While Dum Morior Orior definitely kicks things off on the wrong foot, it gradually becomes a very interesting and engaging Death Metal assault the deeper into it you get. As if through the eyes of someone slowly losing their grip on reality, this clearly conceptually driven offering really throws you into the twisted underground worlds through the graveyard tombs and catacombs, holding a ripe horror film stance to the lyrics, and even the environment the music and production manages to give off. It’s great to finally have a full-length Malfeitor album, and it clearly shows a group that has stood the test of time despite branching off into other projects, alone or together. But, if you crave the late-eighties, early nineties sound and atmosphere of Death Metal, then there’s no reason to skip past these clearly proud individuals (as judged by the many “Swedish Death Metal” style texts found throughout the artwork). If you haven’t had the chance to make yourself familiar with them, then now is the time to give Dum Morior Orior a spin, or at the very least add it pretty high to the list of albums you should hear next, as this is clearly the start of a powerful Metal onslaught from this three-piece.

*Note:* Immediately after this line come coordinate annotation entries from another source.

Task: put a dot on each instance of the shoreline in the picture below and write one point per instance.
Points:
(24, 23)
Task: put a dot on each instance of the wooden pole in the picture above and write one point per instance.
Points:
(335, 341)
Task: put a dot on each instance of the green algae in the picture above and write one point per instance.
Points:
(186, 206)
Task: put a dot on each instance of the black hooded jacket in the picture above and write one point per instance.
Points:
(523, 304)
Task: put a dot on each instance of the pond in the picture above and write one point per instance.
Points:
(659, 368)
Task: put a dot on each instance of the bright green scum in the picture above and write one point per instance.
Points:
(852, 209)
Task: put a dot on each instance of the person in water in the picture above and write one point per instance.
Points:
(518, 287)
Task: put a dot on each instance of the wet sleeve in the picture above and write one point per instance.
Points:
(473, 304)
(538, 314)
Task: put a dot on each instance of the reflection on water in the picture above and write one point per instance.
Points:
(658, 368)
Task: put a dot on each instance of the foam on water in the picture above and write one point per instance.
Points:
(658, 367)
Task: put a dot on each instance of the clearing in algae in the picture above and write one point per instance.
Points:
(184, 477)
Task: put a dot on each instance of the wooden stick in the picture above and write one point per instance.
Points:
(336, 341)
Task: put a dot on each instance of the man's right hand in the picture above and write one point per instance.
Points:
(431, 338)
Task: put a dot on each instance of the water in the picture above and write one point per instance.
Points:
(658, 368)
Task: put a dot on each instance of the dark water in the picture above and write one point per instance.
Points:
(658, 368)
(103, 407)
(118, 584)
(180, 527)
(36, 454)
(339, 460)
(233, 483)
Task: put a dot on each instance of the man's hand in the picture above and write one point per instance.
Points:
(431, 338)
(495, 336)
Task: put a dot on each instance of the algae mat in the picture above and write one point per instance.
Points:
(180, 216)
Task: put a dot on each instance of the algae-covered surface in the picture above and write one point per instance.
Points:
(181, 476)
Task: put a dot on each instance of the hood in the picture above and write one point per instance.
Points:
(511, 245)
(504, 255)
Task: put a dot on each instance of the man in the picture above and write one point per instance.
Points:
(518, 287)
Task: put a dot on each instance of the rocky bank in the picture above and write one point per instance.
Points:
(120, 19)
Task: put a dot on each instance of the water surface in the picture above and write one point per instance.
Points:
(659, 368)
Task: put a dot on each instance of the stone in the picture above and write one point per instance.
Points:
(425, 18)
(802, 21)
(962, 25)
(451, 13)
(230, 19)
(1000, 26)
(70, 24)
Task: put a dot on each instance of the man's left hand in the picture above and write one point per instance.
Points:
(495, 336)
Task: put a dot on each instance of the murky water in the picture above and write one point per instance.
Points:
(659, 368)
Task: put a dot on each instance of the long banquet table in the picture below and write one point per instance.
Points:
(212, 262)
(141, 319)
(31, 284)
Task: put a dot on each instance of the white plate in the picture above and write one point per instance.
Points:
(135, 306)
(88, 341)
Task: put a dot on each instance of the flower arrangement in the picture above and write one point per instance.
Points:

01. Conversation in Minor – 4:34
02. Beyond the Horrorizon – 3:31
03. When Last Breath Fades – 3:14
04. Exile from Sanity – 4:01
05. To Hell, Farewell – 3:34
06. Death, The Dead and Me – 3:54
07. Rolling with Corpses – 3:06
08. And the Sky Turned to Rage – 3:54
09. Psychosis – 3:26
10. Scenes from a Slaughterhouse – 3:49
11. Sojourn Hell – 5:05
|Overall Score: 7.5/10
Physical review copy of this release provided by Hellthrasher Productions.